尚さんは神戸の山手の四階建ての中級ホテルの最上階の角部屋とその隣室を二部屋自分のものとしていた。駅まで出迎えに出ていた尚さんに初めてタクシーに乗せられ、そのホテルの前で降り、エレベーターでその部屋に運ばれて行った時、私はなるほど尚さんの生活は素晴らしいと思った。後年考えれば、寝台と、洋服箪笥と、応接用の籐の卓と椅子のセットなどが、それもさして上等でないものが狭い部屋に並べられてあっただけのことであったが、その時の私にはそれが充分豪華に見えた。

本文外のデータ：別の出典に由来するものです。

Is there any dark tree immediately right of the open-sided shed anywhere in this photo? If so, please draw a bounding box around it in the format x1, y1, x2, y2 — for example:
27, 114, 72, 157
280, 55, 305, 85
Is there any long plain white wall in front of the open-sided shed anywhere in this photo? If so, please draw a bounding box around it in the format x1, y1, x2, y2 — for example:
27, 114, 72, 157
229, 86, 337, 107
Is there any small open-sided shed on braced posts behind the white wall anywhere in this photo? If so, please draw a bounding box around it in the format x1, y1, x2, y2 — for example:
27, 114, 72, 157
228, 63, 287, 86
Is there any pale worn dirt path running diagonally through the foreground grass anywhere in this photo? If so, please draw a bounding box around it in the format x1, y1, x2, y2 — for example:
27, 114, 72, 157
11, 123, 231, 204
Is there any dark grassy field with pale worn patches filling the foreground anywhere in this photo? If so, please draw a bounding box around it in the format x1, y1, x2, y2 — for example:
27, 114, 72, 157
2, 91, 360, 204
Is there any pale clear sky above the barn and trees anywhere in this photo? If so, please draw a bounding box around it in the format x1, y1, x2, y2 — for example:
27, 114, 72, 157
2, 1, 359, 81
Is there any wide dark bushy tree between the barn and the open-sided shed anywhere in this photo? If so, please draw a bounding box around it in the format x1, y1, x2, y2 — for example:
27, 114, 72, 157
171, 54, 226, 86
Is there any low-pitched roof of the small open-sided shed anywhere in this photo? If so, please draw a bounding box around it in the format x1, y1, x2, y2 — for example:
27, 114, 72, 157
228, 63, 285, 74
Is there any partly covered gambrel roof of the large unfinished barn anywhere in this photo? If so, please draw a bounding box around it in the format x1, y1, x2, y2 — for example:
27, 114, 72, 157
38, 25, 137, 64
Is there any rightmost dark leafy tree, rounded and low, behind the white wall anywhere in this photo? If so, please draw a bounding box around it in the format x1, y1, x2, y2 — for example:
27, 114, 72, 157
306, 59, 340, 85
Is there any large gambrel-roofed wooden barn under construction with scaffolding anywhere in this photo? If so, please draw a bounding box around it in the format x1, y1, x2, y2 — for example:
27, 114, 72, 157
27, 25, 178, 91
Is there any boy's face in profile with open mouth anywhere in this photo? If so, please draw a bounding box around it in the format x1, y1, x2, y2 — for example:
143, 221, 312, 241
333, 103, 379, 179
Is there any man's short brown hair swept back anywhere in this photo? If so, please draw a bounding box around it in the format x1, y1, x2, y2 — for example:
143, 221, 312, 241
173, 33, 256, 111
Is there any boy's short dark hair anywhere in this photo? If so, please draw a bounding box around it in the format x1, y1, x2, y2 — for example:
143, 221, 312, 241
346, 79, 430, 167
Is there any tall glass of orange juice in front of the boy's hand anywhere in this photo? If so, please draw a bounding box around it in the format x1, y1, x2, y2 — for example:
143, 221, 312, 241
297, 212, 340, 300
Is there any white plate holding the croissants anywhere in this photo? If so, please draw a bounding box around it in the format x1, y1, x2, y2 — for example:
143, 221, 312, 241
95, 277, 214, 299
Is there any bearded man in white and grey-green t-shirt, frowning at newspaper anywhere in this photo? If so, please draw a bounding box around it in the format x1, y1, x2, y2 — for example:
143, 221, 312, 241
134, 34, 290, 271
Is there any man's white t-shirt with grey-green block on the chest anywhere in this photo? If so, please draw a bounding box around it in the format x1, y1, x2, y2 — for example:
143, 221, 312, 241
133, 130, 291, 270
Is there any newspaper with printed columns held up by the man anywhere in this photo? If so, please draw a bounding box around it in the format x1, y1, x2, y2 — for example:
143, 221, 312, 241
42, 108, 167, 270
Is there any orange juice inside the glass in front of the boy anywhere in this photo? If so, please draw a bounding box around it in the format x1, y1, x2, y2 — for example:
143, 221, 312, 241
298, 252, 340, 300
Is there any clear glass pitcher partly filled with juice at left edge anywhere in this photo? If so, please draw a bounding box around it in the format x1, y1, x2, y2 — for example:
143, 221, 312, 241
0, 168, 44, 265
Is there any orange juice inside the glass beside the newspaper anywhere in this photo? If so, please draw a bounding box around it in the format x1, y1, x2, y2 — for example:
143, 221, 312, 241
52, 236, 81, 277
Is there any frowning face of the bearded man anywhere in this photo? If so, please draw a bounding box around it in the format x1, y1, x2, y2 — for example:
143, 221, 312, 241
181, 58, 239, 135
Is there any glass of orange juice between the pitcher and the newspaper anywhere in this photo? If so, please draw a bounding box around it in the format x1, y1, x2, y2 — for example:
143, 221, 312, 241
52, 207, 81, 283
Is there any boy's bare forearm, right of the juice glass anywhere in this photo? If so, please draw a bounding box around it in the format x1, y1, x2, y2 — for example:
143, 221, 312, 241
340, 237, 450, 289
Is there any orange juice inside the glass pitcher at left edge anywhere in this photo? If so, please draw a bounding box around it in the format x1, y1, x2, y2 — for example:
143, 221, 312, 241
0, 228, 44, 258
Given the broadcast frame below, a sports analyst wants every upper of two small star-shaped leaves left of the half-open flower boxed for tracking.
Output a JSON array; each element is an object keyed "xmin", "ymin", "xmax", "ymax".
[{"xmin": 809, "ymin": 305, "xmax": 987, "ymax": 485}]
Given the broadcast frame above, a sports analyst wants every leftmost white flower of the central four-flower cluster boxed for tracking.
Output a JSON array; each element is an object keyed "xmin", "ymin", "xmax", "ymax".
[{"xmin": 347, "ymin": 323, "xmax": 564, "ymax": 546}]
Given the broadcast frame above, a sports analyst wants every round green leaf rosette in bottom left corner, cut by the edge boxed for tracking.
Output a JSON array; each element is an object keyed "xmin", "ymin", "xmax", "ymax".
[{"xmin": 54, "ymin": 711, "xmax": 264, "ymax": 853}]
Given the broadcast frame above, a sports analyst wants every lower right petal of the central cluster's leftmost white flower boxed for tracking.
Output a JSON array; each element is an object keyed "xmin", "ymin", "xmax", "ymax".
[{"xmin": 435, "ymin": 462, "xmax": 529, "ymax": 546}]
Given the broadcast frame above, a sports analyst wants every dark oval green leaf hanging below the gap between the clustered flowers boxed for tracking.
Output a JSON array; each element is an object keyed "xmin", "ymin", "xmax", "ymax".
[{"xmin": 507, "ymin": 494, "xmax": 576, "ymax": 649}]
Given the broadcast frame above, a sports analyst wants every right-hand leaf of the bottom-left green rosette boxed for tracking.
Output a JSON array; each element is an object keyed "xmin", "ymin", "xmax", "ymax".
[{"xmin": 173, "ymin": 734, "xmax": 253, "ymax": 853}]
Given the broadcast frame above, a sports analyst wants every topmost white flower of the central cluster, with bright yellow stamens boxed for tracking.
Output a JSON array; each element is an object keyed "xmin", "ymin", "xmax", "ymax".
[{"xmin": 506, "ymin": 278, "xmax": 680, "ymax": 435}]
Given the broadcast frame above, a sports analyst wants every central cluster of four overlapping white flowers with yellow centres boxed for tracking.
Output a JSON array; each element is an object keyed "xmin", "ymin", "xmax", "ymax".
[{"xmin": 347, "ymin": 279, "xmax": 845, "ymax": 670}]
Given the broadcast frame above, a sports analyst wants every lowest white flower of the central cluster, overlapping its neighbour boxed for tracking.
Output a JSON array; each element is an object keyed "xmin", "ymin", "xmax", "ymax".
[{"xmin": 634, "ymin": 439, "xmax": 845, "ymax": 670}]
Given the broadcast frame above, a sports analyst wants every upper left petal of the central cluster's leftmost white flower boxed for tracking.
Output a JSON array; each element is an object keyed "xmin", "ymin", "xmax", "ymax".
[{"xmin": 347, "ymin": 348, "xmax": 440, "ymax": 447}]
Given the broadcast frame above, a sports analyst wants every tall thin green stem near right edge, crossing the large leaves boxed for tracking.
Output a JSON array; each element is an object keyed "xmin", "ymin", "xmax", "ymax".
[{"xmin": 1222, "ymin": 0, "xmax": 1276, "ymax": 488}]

「こっちには小母さんが居る。坊はこの部屋に寝るんだ」
尚さんは一応教えておくと言った風に私を隣室へ連れて行った。
その隣りの部屋にはなる程小母さんなる女性が居た。小母さんなる人の存在は、それまで私がそうした人の居ることを夢にも考えていなかったので、子供心に戸惑いと迷惑を感じた。尚さんは三、四年前に、私の家にも一、二度連れて来たことのある妻を亡くしてから、あとはずっと独身でいることになっていた。父や母なども尚さんの後妻になる人をあれこれ物色したり、そうした人を尚さんと会わせてみたりしたこともあって、そんなことから小母さんなる女性の存在は私には全く意外なことであった。何となく気心の判らない邪魔ものが一人いる感じで、こんな人が居るより居ない方がどんなにかいいだろうと思った。尚さんがその女性のことを小母さんと呼んだので、私もまたその女性を尚さんの言い方に倣って小母さんと呼ぶことにした。しかし、小母さんと言っても、まだ母よりずっと若い三十歳前後のおとなしそうな女性で、どことなく体でも悪いのか、口のきき方にも、動作にも、大儀そうな緩慢なところが目立っていた。